The claim that highly connected proteins evolve slower than others could be in large part an artifact of HTP datasets [15], as these typically report more interactions for proteins that are also highly expressed [11]; moreover, expression rate is a robust predictor of rates of evolution [17]. As highly connected proteins are more likely to be essentials and essentials may evolve slower than nonessentials, we therefore analyze the essential and nonessential genes separately so as to account for any differences between these two in mean rate of protein evolution. One reason many proteins may be nonessential is because they have a duplicate gene (or genes) present in the same genome. As duplicated genes may themselves have unusual rates of evolution [28] (possibly owing to relaxation of functional constraints or to positive selection promoting diversification), it is most valuable to ask whether any of the above results are robust to analysis of singleton genes. For analysis of both duplicates and the dataset en mass see Figures S1 and S2.

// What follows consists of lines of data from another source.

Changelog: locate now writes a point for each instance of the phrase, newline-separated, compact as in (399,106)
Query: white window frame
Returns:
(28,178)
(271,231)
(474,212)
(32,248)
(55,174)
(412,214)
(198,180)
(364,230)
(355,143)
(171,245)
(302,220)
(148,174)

Of 3,289 proteins in the LC-PI dataset, evolutionary rate data, i.e., rate of non-synonymous substitution per site, were obtained for 306 singleton nonessentials. Spearman rank correlation, a non-parametric measure that is robust to outliers, between the connectivity and evolutionary rate for these proteins, was not significant (r = 0.03, p = 0.58) (Figure 2 and Table 2A). The HTP-PI network had 4,474 proteins; evolutionary rate data were obtained for 469 singleton nonessentials (Table 2A). As originally claimed [3,4], a significant negative correlation between the connectivity and evolutionary rate was observed even after accounting for expression level (Table 2A and Figure 2). Because large fractions of protein complexes are essential, restriction of our analysis to nonessentials weakens but does not eliminate the previous correlation between connectivity and evolutionary rate in the HTP-PI network. Similarly, the other two HTP-based networks (Table 2A), including the recent data by Gavin et al. [29] (for both full and a reduced version which controlled for false- positives due to sticky proteins by removing preys that occurred in more than 100 purifications), and another high confidence network, called filtered yeast interactome (FYI), generated by intersecting interactions from various sources [30], showed negative correlation before accounting for expression level. However, in the Gavin (2006) dataset, control for expression level, measured either as protein abundance or by the CAI, removed any significance. The same lack of significance in Gavin (2006) data, after control for abundance, and in the LC data, before and after covariate control, is also seen for singleton essential genes (Table 2B). To account for potential biases in the LC data we repeated the analysis on the LC data without ribosomal proteins and on the subset of LC data that were either two-hybrid based–interactions or affinity purification-based interactions. For all three cases, the null hypothesis of no correlation could not be rejected (Table S2). The lack of correlation is robust to use of Ka/Ks rather than just the protein evolutionary rate (Table S3).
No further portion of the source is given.